Real-life error-handling, then, has to do more than test for the limit and reject it. It has to recognize faults, count or measure them, and prevent them from growing and leading to failure. In fact, since a fault may be just the limit of an otherwise acceptable condition (e.g. buffer almost full — OK; buffer overflow — fault), error prevention requires identifying and tracking resources even before they reach their limits.

Written by Tom Harris

July 6, 2009 at 9:26 am

The Tip of the Iceberg

without comments

We all like to think that functional requirements are the main thing, and successfully designing and coding to them is enough. Who wants to worry about all the suprises from users, data, and even hardware?

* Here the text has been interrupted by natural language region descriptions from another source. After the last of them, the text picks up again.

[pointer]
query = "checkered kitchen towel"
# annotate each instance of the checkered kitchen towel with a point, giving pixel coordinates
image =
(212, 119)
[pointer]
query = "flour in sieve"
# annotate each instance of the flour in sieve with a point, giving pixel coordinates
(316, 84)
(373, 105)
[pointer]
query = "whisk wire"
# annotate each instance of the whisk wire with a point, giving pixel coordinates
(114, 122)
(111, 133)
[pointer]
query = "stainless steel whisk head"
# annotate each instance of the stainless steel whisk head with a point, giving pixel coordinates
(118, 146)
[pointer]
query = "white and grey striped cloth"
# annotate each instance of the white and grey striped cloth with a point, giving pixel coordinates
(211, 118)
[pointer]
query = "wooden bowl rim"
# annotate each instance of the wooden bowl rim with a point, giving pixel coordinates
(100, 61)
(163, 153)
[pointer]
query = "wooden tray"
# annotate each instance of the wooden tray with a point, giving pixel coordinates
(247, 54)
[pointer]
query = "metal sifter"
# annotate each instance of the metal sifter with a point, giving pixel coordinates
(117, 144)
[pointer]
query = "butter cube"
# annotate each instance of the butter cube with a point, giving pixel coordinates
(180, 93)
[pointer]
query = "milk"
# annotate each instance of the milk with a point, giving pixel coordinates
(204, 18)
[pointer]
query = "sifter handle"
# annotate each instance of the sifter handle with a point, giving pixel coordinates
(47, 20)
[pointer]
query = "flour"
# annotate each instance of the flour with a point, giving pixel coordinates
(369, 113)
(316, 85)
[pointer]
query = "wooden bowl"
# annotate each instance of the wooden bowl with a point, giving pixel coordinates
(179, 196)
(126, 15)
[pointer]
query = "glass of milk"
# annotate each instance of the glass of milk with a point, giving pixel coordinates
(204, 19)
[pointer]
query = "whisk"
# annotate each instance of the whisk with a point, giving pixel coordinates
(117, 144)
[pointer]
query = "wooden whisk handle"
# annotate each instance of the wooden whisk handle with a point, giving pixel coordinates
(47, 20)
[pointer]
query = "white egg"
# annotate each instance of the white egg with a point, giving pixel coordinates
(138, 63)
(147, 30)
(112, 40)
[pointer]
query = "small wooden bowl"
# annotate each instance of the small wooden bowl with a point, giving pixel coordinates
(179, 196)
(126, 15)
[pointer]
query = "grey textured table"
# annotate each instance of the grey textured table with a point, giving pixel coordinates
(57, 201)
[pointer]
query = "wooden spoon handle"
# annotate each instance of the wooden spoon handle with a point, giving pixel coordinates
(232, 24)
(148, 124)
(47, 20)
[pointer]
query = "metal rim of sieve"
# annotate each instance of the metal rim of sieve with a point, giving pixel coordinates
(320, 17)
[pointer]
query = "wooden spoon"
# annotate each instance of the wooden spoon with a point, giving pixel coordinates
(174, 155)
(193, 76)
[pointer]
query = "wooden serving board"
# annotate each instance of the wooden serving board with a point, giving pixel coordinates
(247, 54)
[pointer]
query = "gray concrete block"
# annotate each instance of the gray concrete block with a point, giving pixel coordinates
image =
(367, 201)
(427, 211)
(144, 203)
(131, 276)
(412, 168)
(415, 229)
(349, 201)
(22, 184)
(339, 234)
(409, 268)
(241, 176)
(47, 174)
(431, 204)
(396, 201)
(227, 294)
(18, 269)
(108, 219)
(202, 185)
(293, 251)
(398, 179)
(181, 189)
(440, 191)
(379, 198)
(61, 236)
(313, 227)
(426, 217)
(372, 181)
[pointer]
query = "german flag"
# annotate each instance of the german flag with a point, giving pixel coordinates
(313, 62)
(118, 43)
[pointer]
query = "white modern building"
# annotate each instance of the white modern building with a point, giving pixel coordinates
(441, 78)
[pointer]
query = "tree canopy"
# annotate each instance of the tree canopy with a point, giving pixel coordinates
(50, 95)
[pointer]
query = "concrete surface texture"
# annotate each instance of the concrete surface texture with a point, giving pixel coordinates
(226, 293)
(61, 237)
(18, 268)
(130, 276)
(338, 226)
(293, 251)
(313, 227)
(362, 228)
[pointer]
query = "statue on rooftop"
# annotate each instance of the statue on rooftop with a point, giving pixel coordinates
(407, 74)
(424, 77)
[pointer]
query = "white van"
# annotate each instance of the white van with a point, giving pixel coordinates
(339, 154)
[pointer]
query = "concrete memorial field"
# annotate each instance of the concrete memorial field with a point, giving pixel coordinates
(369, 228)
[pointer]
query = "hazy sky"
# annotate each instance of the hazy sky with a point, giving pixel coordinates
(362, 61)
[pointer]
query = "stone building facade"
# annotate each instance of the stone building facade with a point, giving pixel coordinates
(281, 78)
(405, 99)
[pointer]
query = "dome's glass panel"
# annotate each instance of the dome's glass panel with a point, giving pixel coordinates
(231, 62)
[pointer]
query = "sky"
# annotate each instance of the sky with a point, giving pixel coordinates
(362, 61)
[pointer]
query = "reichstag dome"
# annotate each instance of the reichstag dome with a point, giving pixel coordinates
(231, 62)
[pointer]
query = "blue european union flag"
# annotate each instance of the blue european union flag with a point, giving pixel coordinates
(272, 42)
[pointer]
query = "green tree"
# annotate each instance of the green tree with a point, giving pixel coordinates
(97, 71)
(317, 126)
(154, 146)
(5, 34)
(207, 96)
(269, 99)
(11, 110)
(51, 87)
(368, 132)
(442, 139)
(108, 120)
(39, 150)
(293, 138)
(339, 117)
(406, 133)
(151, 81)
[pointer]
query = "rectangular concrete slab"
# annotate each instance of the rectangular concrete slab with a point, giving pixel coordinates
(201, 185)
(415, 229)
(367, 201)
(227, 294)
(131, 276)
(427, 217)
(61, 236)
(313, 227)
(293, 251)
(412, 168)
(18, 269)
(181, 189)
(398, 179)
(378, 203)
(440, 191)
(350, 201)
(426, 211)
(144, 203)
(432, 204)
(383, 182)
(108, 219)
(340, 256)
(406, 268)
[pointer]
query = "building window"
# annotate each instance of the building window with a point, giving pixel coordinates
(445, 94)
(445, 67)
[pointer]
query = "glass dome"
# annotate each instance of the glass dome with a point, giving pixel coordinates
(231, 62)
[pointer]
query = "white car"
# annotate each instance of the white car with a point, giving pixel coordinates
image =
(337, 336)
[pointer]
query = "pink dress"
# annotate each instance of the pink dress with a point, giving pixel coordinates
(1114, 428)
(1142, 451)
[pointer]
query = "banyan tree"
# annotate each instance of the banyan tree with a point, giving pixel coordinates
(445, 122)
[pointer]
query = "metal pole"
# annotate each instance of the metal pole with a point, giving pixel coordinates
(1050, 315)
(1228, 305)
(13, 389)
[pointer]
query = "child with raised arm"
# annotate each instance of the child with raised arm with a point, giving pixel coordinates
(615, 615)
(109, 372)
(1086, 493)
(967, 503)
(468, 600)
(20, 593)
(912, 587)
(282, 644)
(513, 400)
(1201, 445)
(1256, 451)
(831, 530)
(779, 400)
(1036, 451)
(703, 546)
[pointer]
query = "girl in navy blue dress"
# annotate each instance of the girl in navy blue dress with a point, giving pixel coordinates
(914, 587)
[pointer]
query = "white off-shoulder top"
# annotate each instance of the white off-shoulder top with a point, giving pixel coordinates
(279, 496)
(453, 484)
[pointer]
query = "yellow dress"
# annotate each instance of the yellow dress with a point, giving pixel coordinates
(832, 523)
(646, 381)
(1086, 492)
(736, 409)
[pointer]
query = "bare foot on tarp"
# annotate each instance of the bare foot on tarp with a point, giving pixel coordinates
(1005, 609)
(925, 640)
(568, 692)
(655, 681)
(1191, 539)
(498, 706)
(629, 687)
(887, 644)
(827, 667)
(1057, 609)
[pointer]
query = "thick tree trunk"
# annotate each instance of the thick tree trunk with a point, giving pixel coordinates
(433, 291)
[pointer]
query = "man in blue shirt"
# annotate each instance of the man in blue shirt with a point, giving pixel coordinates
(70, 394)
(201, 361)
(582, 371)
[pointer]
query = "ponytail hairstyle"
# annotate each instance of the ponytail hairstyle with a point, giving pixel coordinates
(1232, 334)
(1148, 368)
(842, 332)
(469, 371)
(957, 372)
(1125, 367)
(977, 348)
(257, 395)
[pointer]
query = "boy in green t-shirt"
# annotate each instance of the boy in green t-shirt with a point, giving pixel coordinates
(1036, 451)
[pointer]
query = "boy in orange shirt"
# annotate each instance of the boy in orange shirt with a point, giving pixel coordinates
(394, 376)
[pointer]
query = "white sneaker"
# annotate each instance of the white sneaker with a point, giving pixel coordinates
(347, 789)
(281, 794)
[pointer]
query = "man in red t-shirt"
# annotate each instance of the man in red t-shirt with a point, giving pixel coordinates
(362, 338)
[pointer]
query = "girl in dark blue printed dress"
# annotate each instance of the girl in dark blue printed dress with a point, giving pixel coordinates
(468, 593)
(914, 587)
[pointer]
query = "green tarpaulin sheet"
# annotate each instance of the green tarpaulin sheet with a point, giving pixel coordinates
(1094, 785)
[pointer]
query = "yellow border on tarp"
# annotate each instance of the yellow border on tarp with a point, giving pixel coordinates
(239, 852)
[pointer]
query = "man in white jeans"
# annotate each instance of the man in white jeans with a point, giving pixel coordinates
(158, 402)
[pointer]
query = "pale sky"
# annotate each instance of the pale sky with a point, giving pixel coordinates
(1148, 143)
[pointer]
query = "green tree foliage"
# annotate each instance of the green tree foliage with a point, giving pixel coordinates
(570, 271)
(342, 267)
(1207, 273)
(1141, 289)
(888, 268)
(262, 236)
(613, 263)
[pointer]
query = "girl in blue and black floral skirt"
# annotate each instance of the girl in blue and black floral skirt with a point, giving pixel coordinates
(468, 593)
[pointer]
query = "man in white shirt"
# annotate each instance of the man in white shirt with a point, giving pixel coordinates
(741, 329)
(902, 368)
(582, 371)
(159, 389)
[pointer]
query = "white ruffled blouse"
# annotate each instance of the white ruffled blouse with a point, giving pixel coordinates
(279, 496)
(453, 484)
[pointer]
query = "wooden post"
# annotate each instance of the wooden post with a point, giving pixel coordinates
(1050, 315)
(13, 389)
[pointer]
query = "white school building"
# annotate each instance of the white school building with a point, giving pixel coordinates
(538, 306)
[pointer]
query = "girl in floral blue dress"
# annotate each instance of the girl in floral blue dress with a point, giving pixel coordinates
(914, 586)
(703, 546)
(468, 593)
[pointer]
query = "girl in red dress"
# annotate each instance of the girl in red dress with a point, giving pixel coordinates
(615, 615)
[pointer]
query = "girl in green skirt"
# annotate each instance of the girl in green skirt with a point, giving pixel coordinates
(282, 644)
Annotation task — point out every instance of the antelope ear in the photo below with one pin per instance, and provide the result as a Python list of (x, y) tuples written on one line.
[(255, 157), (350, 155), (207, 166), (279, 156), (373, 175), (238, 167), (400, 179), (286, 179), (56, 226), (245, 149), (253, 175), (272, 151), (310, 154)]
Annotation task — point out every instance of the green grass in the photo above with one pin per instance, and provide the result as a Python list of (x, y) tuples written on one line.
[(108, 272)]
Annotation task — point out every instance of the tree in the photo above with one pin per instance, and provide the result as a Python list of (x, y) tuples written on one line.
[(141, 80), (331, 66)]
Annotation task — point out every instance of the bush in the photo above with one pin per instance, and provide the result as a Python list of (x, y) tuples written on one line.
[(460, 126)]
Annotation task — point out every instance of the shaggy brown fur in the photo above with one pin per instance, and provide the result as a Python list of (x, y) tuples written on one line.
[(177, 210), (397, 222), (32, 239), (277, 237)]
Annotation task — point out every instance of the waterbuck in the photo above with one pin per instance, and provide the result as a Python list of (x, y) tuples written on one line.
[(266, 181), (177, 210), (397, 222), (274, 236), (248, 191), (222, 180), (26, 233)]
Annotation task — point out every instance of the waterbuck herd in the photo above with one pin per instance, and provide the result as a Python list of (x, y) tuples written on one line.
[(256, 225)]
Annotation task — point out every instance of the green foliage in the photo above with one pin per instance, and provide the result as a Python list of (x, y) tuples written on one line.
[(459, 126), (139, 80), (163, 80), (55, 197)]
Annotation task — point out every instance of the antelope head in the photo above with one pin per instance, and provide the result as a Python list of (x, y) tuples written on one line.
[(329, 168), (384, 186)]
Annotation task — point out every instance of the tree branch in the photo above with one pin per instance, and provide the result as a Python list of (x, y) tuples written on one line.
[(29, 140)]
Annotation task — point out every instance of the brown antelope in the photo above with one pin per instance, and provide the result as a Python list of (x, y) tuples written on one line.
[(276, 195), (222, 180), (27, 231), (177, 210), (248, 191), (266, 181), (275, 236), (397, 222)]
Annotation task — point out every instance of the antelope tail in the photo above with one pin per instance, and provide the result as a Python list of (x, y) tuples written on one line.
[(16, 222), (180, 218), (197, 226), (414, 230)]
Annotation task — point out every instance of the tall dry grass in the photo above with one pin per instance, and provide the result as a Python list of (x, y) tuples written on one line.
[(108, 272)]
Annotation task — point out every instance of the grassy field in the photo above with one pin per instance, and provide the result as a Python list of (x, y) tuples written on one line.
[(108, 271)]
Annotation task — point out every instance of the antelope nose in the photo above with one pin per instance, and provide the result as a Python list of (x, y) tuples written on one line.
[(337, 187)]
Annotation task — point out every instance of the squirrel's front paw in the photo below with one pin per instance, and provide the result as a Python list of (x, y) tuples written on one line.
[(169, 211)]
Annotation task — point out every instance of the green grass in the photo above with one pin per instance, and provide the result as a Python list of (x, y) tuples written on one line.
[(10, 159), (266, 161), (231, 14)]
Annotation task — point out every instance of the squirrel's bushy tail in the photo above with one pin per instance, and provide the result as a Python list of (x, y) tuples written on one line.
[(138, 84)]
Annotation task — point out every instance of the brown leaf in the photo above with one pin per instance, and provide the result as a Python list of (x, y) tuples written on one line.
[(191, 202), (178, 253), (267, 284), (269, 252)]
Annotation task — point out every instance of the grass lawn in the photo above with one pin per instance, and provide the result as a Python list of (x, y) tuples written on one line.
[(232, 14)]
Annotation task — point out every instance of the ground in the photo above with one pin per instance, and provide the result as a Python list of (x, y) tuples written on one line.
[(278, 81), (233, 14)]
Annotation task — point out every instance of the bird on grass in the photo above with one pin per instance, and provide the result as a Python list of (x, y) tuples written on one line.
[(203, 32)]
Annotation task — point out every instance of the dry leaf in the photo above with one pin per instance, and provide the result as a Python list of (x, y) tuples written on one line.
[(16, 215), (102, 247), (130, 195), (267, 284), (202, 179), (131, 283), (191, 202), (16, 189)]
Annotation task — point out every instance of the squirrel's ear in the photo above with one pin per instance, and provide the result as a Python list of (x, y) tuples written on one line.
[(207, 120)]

But as Professor Behrooz Parhami shows, in a short (2-page!) article, Defect, Fault, Error,…, or Failure? (pdf), the “Ideal” state that we focus on is just one of 7 common possibilities. The other 6, descending into unpleasantness, are Defective, Faulty, Erroneous, Malfunctioning, Degraded, and Failed.

Our job is really twofold:

  1. Meet the functional requirements of the ideal state
  2. Keep the system in that ideal state, and avoid failure

Does failure avoidance have to take 86% (6/7) of the code? I don’t know. But it certainly sounds like the bottom half of an iceberg–a lot more than half is underwater.

Don’t get stuck

without comments

Having a standalone consumer application get stuck or crash, requiring reboot, is not the worst thing that can happen. (Worse is incorrect behavior that causes data loss or physical harm.) But requiring a reboot is the most annoying failure in non-safety-critical systems.

If there’s any good news, it’s that the list of fault modes is short:

  • System resources exhausted
  • Mistakenly idling
  • Waiting for acknowledgement that never comes
  • Deadlock

Did I miss any?

Only exception-safe code can avoid these undesired end states.

Design by Contract (DbC) is one way to exception safety.

Failure mode and effects analysis (FMEA) helps you plan a path to get there.